Se dovesse restare impantanata in una paralisi di piccoli cabotaggi incrociati, l’Ue forse non sparirebbe, ma rischierebbe di rifluire nell’irrilevanza con un danno aggiuntivo particolare per l’Italia, dove, nell’alternarsi di ondate di marea euroscettiche, quello che è spesso il lamento per un innamorato riottoso, può trasformarsi in un rifiuto profondo. Se non è possibile una Unione a Ventisette, è il momento di chiedere chi ‒ partendo dai membri dell’Eurogruppo, ma non solo – sia disposto a riconoscersi nel patto fondativo di una Unione capace di recuperare la dinamica politica del processo di integrazione rimanendo aperta a tutti. L’obiettivo non dovrebbe essere di spezzettare l’Unione che c’è, bensì di liberare al suo interno tutte le capacità insite in percorsi diversi, con un arricchimento collettivo.
La Conferenza sul futuro dell’Europa del Presidente Macron, sin qui un po’ appannata, è l’occasione per avviare questa verifica e dovremmo farcene promotori. Il Coronavirus impone la sua priorità, rinunciare al supporto possibile sarebbe irresponsabile e i modi per uscire da un cul de sac pericoloso non mancano, ma è necessario guardare oltre. Un’Europa più politicamente coesa riequilibrerebbe molte posizioni e favorirebbe una mediazione più equilibrata degli interessi. Chi dice che finiremmo schiacciati, sbaglia, perché la nostra forza relativa sarebbe maggiore e le alternative sarebbero comunque peggiori. A condizione, naturalmente, di voler fare politica.
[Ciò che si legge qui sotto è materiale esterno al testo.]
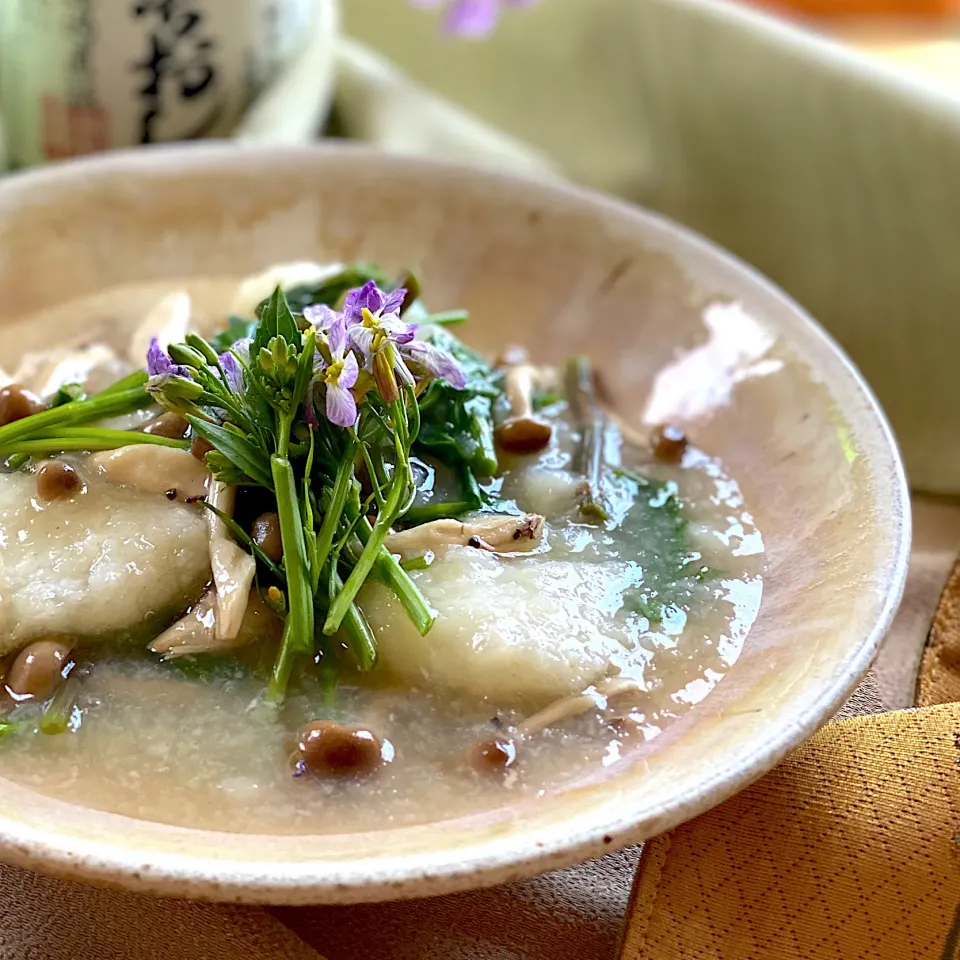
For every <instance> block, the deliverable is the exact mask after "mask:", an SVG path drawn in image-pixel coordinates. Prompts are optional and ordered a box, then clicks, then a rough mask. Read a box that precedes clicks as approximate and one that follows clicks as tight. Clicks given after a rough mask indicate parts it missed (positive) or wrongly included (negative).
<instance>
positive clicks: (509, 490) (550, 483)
mask: <svg viewBox="0 0 960 960" xmlns="http://www.w3.org/2000/svg"><path fill="white" fill-rule="evenodd" d="M509 481H510V482H509V483H504V485H503V495H504V496H506V497H511V498H513V499H514V500H515V501H516V504H517V506H518V507H519V508H520V509H521V510H530V511H534V512H536V513H540V514H543V516H545V517H559V516H563V515H564V514H565V513H569V512H570V511H571V510H572V509H573V508H574V507H575V506H576V504H577V503H578V502H579V500H580V497H579V496H578V491H579V489H580V487H581V486H582V485H583V477H579V476H577V475H576V474H573V473H570V471H568V470H557V469H551V468H549V467H544V466H534V467H528V468H527V469H525V470H518V471H517V472H516V473H515V474H513V475H512V476H510V477H509Z"/></svg>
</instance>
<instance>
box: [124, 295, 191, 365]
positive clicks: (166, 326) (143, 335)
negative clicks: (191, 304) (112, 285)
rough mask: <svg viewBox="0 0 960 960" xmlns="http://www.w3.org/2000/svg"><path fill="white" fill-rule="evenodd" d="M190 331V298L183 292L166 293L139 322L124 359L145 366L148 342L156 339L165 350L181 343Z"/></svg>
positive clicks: (189, 297) (133, 334) (131, 339)
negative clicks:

Antonio Armellini è stato collaboratore di Aldo Moro alla Farnesina e a Palazzo Chigi, Portavoce di Altiero Spinelli alla Commissione di Bruxelles, ambasciatore in Algeria, in India, all’OCSE a Parigi, roving ambassador alla CSCE a Vienna e Helsinki, capo della missione italiana in Iraq nel 2003-04. E’ Commissario dell’IsIAO – Istituto Italiano per l’Africa e l’Oriente – e consigliere per gli affari internazionali della città di Venezia.